How well did it work?

generated images

It's a big success! The generated images look natural, and match the originals closely.

Of course, this comes at a price. We're now dependent on the color hints to generate images. It's important to take a step back, and realize that our dataset is not actual linearts and sketches, but a simulated set created by processing the original image.

I decided to attempt and use my own (intentionally messy) coloring as a color hint, rather than the original image, and see what happened.

left: lineart + my coloring. right: generated image.

The results were unimpressive. At the areas where I missed colors, the network failed to color in the hair. Sure we've got incredibly accurate recreations, but using a bad color hint will still lead to a bad generation. If we need the original image in order to generate the original image, we really haven't solved anything.

To really drive the point home, here's what happens if we pass in no color at all.

The network's not doing anything with the lineart. Almost all the details in the recreations came from the color hints.

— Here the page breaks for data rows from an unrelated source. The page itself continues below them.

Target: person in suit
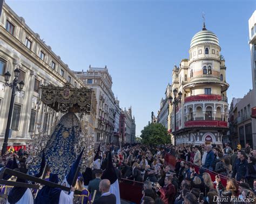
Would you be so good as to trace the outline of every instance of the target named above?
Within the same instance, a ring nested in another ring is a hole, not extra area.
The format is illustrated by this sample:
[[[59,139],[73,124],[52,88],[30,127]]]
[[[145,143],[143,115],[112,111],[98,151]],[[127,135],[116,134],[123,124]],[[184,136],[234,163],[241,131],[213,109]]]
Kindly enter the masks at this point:
[[[100,178],[102,176],[102,173],[103,172],[102,170],[96,170],[96,178],[90,181],[89,184],[88,185],[88,191],[92,195],[93,194],[95,190],[96,190],[95,200],[100,197],[101,194],[99,191],[99,183],[102,180]]]
[[[110,193],[110,181],[109,179],[103,179],[99,183],[99,191],[102,192],[100,198],[95,200],[93,204],[116,204],[116,195]]]
[[[114,171],[117,173],[117,178],[118,180],[120,180],[121,179],[121,173],[120,172],[120,170],[118,168],[117,168],[117,165],[115,163],[113,163],[113,166],[114,167]]]

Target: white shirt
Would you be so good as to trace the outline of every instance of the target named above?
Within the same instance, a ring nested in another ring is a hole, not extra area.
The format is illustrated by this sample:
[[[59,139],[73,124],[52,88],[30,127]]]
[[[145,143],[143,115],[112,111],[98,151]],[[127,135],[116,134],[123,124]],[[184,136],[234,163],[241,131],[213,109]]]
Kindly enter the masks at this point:
[[[102,194],[102,196],[105,196],[106,195],[109,195],[110,194],[110,192],[109,191],[107,192],[106,192],[106,193],[104,193]]]
[[[31,191],[29,188],[28,188],[25,192],[23,196],[16,203],[16,204],[33,204],[34,201],[33,199],[33,195],[32,195]],[[6,204],[10,204],[7,200]]]
[[[65,194],[63,191],[60,192],[59,195],[59,204],[73,204],[74,198],[74,192],[71,191],[69,195]]]

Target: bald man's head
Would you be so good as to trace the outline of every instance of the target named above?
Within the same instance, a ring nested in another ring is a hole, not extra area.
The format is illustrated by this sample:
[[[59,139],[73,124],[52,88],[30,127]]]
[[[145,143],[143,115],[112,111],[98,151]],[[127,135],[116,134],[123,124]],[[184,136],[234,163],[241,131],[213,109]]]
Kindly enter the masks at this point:
[[[99,189],[102,193],[108,192],[110,188],[110,181],[109,179],[103,179],[99,182]]]

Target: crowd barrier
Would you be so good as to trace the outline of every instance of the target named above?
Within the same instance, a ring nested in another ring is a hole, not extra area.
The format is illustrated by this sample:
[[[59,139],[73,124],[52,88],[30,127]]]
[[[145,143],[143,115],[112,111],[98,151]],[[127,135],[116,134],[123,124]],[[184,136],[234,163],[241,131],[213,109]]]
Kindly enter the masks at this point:
[[[120,198],[139,204],[142,198],[143,182],[121,178],[119,182]]]
[[[195,171],[197,174],[199,173],[199,170],[200,168],[204,168],[205,170],[205,172],[208,173],[211,176],[211,178],[212,179],[212,181],[214,182],[215,179],[215,176],[216,175],[218,175],[218,173],[211,171],[207,168],[202,167],[201,166],[196,165],[193,163],[191,163],[190,161],[187,161],[185,160],[182,159],[180,158],[178,158],[179,160],[180,161],[184,161],[187,163],[188,163],[190,164],[193,165],[194,166]],[[172,167],[173,169],[174,170],[175,168],[175,166],[176,165],[176,157],[171,154],[166,154],[165,157],[165,163],[166,163],[166,165],[170,165]],[[220,180],[221,181],[221,183],[224,186],[226,187],[226,185],[227,185],[227,179],[228,179],[228,177],[225,177],[223,175],[220,175]]]
[[[184,159],[179,158],[180,161],[184,161],[192,164],[194,166],[194,169],[197,173],[198,174],[200,168],[203,168],[201,166],[196,165],[193,163],[187,161]],[[176,165],[176,157],[171,154],[166,154],[165,157],[165,161],[166,164],[170,165],[174,170]],[[218,174],[212,171],[207,168],[203,168],[205,170],[205,172],[207,172],[211,176],[212,181],[215,181],[215,177]],[[220,175],[221,182],[224,186],[227,184],[228,177]],[[128,180],[122,178],[119,182],[119,191],[120,197],[122,199],[129,201],[134,203],[140,203],[142,198],[142,191],[143,189],[143,182],[135,181],[134,180]]]

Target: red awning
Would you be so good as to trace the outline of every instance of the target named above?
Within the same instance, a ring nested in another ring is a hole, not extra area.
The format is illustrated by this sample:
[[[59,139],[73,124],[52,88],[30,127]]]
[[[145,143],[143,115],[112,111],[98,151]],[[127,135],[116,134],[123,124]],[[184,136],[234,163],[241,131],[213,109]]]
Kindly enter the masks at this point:
[[[252,117],[256,118],[256,107],[252,108]]]
[[[24,147],[24,149],[26,150],[26,145],[19,145],[19,146],[12,146],[14,147],[14,150],[17,152],[19,151],[20,149],[22,149],[22,146]],[[9,150],[9,149],[11,147],[11,146],[8,146],[7,147],[7,150]]]

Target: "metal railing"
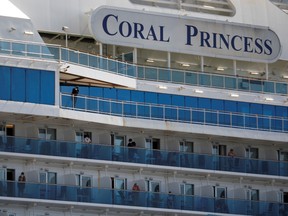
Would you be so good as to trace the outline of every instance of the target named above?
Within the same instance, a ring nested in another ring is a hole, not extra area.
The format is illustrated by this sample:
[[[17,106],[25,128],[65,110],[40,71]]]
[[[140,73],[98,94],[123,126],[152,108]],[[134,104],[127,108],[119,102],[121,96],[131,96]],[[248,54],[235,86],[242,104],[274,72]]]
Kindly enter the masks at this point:
[[[287,161],[0,136],[0,151],[52,157],[288,176]],[[15,156],[17,157],[17,156]],[[19,157],[19,156],[18,156]]]
[[[287,82],[133,65],[57,45],[0,39],[0,55],[73,63],[137,79],[182,85],[287,95]]]
[[[61,93],[60,107],[85,112],[101,113],[121,117],[171,121],[189,124],[212,125],[230,128],[288,132],[288,119],[265,115],[215,111],[170,105],[118,101],[96,97],[77,96]],[[73,100],[75,99],[74,103]],[[75,106],[73,105],[75,104]]]
[[[24,185],[22,185],[24,184]],[[196,195],[167,194],[160,192],[117,190],[97,187],[79,187],[40,183],[0,181],[0,196],[17,197],[25,201],[35,199],[58,200],[120,206],[159,208],[163,212],[174,210],[201,211],[218,214],[279,215],[288,213],[288,204],[243,199],[226,199]],[[245,190],[242,188],[242,190]],[[27,200],[28,199],[28,200]],[[60,203],[59,203],[60,204]],[[67,205],[67,204],[64,204]]]

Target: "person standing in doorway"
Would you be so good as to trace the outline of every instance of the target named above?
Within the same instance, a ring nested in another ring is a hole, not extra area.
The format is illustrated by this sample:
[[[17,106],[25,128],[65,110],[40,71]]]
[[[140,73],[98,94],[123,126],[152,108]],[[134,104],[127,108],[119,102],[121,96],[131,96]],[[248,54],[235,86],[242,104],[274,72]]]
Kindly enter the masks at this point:
[[[72,92],[71,92],[71,96],[72,96],[71,99],[72,99],[73,108],[76,106],[78,94],[79,94],[79,87],[78,87],[78,86],[75,86],[75,87],[72,89]]]
[[[21,175],[18,177],[18,193],[20,197],[24,195],[25,182],[26,182],[26,177],[24,175],[24,172],[21,172]]]

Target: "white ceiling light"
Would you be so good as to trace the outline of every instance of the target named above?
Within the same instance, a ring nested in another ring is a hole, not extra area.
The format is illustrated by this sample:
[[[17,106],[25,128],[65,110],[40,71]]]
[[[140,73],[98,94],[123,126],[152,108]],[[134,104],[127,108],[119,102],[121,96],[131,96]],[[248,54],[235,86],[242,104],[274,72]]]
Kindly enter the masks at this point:
[[[199,93],[199,94],[202,94],[202,93],[203,93],[203,91],[200,90],[200,89],[195,89],[194,92],[195,92],[195,93]]]
[[[236,94],[236,93],[231,93],[231,94],[230,94],[230,97],[239,97],[239,95]]]

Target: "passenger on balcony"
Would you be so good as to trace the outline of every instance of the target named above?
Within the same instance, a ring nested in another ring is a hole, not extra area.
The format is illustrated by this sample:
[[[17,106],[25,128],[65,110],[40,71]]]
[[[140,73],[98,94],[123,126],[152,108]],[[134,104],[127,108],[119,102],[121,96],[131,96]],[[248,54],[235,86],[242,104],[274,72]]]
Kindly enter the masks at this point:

It's at this point that we have to make a compromise. Clearly, the color hint is vital to generating good images, and performs well on simulated color hints. However, we can't realistically expect users to completely color in their lineart themselves and call that a "hint".

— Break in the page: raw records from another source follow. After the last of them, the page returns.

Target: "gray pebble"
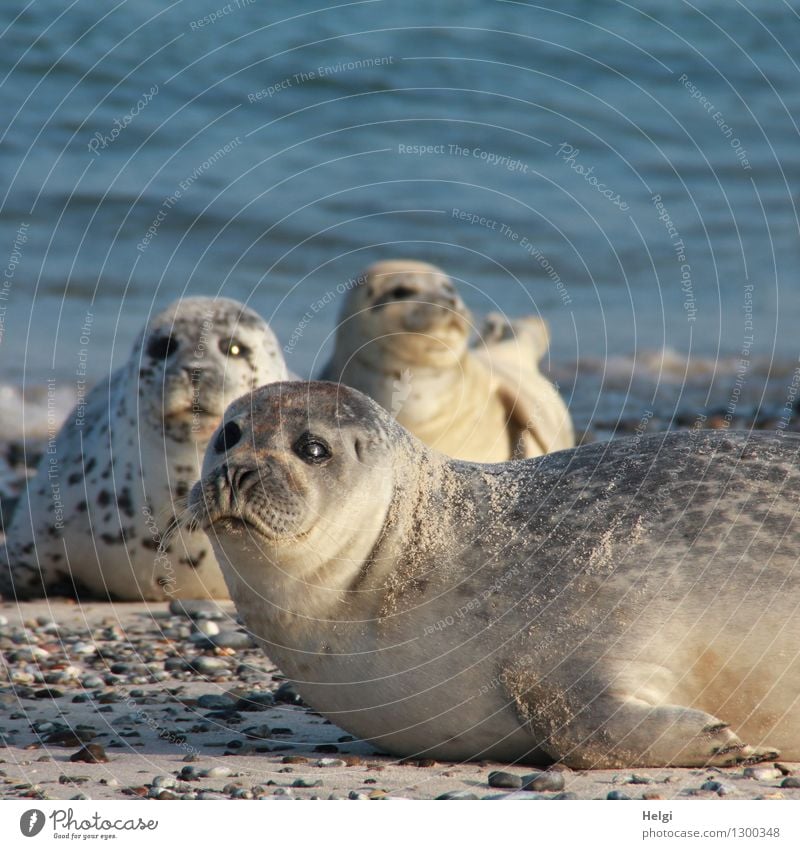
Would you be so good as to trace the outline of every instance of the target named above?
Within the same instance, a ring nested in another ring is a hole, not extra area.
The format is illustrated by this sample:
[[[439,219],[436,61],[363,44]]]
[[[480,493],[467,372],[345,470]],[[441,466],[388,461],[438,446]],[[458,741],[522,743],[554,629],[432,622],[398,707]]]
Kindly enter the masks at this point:
[[[173,599],[169,612],[188,619],[227,619],[228,614],[214,601],[207,599]]]
[[[701,790],[710,790],[712,793],[716,793],[719,796],[728,796],[733,792],[733,788],[729,784],[723,784],[721,781],[704,781],[700,785]]]
[[[203,708],[203,710],[225,710],[225,708],[233,707],[236,702],[237,699],[233,696],[229,696],[227,693],[209,693],[204,696],[200,696],[197,700],[197,706],[199,708]]]
[[[449,793],[442,793],[441,796],[437,796],[437,801],[439,799],[459,799],[464,801],[475,801],[478,797],[474,793],[470,793],[469,790],[451,790]]]
[[[292,793],[291,787],[276,787],[272,791],[273,796],[289,796],[294,797],[294,793]]]
[[[532,772],[522,779],[523,790],[542,792],[558,792],[564,789],[563,772]]]
[[[266,710],[275,704],[272,693],[254,692],[242,696],[236,702],[236,710],[259,711]]]
[[[248,634],[241,631],[222,631],[216,636],[209,637],[212,646],[219,649],[252,649],[255,643]]]
[[[199,775],[202,778],[229,778],[233,775],[233,770],[227,766],[212,766],[202,770]]]
[[[774,766],[748,766],[744,770],[745,778],[754,778],[756,781],[774,781],[782,775]]]
[[[228,664],[218,657],[197,657],[192,661],[192,668],[200,675],[219,675],[228,671]]]
[[[517,790],[522,787],[522,777],[511,772],[490,772],[489,787],[508,787]]]

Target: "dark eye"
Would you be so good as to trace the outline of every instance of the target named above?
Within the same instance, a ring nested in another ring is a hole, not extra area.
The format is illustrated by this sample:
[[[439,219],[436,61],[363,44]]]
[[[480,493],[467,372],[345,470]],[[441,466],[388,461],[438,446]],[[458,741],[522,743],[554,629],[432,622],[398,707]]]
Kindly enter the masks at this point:
[[[330,446],[320,436],[304,433],[294,444],[294,453],[306,463],[325,463],[333,456]]]
[[[241,438],[242,429],[239,425],[236,422],[227,422],[214,440],[214,450],[217,454],[224,454],[229,448],[233,448]]]
[[[402,301],[404,298],[413,298],[417,293],[413,289],[409,289],[408,286],[395,286],[391,292],[389,292],[389,297],[394,298],[396,301]]]
[[[147,356],[165,360],[178,350],[178,342],[171,336],[153,336],[147,343]]]
[[[226,357],[246,357],[250,353],[246,345],[233,338],[220,340],[219,349]]]

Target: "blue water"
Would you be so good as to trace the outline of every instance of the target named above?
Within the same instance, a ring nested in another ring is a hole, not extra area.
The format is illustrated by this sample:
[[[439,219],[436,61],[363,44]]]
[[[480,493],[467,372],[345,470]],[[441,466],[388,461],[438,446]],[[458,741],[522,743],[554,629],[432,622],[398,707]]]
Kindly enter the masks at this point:
[[[743,397],[780,404],[800,3],[315,5],[4,0],[0,383],[68,389],[87,313],[97,378],[185,293],[247,301],[288,340],[407,255],[476,313],[544,315],[584,418],[724,406],[743,346]]]

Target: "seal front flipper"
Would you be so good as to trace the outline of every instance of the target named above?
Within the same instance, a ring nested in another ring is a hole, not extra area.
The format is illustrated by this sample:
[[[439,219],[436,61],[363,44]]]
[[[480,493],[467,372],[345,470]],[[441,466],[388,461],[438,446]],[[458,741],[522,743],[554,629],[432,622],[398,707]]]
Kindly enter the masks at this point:
[[[652,705],[586,682],[538,681],[520,693],[507,687],[538,745],[573,769],[632,766],[735,766],[779,755],[748,746],[724,722],[702,710]],[[574,692],[571,692],[574,691]],[[581,691],[589,696],[580,698]],[[592,697],[589,693],[600,692]]]

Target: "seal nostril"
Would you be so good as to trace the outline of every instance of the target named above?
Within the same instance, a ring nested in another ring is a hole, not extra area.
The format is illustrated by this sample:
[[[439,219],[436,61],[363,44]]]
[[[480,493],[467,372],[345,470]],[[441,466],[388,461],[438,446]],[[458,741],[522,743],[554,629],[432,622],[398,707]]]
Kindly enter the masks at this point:
[[[214,441],[214,450],[217,454],[223,454],[242,438],[242,429],[236,422],[227,422],[225,427],[217,434]]]

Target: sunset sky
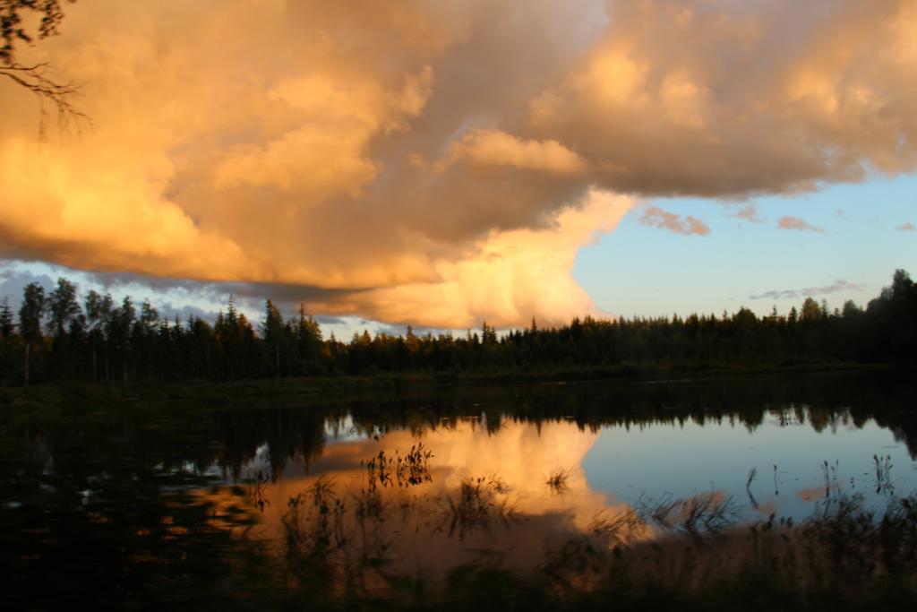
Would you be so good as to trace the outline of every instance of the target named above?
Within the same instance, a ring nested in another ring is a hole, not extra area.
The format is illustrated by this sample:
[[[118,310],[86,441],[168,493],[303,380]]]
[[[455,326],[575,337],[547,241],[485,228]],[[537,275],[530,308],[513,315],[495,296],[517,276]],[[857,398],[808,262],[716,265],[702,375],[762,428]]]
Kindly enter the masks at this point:
[[[91,122],[41,140],[0,82],[0,295],[505,328],[917,273],[917,0],[65,10],[18,61]]]

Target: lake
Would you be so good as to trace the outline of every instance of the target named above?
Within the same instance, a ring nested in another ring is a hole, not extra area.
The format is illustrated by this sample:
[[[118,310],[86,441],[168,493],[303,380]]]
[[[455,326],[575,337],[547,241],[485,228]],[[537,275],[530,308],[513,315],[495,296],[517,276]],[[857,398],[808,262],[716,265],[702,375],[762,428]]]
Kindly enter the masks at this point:
[[[9,408],[6,595],[432,606],[496,576],[518,603],[650,546],[630,572],[726,575],[735,534],[909,499],[912,397],[842,373]]]

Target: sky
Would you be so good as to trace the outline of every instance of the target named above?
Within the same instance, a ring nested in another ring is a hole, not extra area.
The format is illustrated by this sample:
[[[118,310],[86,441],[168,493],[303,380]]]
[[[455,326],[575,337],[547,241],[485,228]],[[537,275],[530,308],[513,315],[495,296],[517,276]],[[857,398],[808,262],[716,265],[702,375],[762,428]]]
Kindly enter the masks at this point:
[[[326,326],[865,304],[914,271],[917,0],[80,0],[0,83],[0,294]]]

To remedy this, we need to reduce the network's dependence on the color hint. Most of the information in the final image should come from the line art, with the color hint as a secondary.

How should we go about doing this? Let's restrict the amount of information the color hint can contain. The blur was supposed to act as an information barrier, but apparently it isn't doing a good enough job.

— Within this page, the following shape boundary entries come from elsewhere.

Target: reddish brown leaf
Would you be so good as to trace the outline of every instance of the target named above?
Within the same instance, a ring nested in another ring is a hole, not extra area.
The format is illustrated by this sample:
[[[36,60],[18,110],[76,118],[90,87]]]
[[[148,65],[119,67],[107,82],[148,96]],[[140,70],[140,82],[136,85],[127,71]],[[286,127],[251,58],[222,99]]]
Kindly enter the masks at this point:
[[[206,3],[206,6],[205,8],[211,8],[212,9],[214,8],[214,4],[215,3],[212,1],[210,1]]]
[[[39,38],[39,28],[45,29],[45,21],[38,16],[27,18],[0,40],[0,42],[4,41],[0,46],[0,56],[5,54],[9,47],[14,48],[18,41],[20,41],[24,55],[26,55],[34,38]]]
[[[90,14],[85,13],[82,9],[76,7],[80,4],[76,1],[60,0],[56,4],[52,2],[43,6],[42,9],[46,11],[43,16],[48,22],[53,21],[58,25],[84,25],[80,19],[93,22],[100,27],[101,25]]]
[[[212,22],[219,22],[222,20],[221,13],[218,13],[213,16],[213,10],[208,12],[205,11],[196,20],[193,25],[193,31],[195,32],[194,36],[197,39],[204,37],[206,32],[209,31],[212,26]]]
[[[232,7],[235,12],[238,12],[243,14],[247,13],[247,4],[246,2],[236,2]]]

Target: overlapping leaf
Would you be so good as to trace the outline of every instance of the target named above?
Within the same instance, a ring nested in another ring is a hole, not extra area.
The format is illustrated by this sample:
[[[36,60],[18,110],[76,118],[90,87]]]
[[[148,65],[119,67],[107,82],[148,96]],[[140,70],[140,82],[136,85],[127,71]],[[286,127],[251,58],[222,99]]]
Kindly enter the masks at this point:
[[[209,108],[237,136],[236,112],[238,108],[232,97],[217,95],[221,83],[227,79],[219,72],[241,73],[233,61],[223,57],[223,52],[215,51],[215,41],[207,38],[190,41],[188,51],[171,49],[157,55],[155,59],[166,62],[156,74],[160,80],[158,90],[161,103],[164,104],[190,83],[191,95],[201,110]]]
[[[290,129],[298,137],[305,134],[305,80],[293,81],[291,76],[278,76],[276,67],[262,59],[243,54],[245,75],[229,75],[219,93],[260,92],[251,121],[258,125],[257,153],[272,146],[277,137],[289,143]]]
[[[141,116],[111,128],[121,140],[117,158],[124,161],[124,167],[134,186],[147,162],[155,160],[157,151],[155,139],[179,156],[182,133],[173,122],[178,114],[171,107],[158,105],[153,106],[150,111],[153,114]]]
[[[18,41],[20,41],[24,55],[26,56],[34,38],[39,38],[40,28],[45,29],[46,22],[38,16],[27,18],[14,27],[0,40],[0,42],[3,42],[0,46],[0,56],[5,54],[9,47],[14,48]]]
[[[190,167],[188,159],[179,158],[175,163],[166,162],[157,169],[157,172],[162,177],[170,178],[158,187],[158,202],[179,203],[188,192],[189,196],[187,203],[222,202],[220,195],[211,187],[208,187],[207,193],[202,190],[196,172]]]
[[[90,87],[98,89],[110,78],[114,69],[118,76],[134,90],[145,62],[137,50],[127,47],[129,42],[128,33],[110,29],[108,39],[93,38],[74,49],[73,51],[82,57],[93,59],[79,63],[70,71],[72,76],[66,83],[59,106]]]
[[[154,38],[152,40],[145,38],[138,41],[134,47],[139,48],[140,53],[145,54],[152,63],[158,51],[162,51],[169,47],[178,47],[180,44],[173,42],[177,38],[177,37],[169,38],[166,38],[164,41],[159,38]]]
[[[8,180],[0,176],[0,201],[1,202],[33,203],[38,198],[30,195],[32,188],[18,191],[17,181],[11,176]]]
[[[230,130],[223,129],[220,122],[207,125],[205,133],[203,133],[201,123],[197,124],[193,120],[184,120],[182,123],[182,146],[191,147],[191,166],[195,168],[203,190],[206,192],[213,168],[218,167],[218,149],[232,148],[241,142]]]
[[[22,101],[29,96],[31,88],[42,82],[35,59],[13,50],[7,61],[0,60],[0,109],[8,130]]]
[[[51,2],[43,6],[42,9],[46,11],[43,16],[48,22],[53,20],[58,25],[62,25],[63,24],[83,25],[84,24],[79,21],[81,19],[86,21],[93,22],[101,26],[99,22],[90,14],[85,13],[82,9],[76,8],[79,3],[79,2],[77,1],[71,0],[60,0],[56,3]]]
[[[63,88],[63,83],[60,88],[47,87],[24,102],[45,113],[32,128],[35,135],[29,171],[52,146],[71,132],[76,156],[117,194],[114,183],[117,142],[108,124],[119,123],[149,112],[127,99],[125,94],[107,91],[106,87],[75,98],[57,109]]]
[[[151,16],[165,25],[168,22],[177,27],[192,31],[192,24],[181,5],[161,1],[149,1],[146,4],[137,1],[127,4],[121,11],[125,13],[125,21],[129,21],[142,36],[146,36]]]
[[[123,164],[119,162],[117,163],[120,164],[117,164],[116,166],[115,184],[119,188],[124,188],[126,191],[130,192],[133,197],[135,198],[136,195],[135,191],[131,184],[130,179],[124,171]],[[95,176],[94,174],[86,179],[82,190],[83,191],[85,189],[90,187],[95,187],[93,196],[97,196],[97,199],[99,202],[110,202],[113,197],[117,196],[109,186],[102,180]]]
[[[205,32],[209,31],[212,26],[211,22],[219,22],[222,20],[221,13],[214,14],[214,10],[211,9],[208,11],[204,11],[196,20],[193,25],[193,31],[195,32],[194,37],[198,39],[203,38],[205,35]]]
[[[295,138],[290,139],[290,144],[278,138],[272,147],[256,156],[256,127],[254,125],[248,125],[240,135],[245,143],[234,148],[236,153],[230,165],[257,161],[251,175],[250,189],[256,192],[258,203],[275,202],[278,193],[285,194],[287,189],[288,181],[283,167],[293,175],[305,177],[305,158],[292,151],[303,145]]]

Instead, we'll use a somewhat crude but straightforward method to make the color hints less useful. Take the original image, and randomly white out a 10x10 area of the image. Do this 30 times, then we will apply the same blur as before.

[original, only blur, whiteout + blur]

Noticable in the image above, the new form of color hint is missing lots of information. Now, the network is forced to guess what colors should go there, based only on the little color hints it's receiving.

I trained the model once again, using the new color hints.

This, time we've performed much better! Even though I missed many spots in the coloring, the network still realizes what I meant to do, and fills colors in accordingly. This makes sense: since we trained the network with holes in the color hints, it had to learn to account for them.

Note: When training, we randomly removed parts of the color hint, to force the network to learn better. When we're actually using the network, we want as much detail as possible, so we don't remove anything, Instead, we scale down every color intensity by 0.3 (expected value).

Now, let's take a look at what happens if we pass in no color at all.

This time, we can see the network has done something with the line art. Since the color hints are unreliable, the network had to learn to guess shading based only on the line art.

And with that, the model is complete! The online demo uses this exact setup.

Interesting finds

  1. Network learns shadows and highlights well!
  2. Coloring can go out of bounds, or not fill in completely, and it will fill in nicely.
  3. Small color details, such as eye color, are not preserved.
  4. The color hint processing can be related to applying dropout on the input image.
  5. The network always expects a color hint, so when passing in no colors, it thinks we want all aspects of the image (hair, skin, clothes) to be white. Lines and shadows that show up regardless of color still appear.
  6. The method of generating line-art (openCV edge detection) left many artifacts. The network did learn to filter these out, but in doing so, sometimes ignores small lines such as noses and mouths.

All code for this project is available on my Github. The training images were all taken from Safebooru.

This project was inspired by PaintsChainer. I've been working on this idea slowly for a few months, but seeing someone get close to what I was envisioning motivated me to finish it up!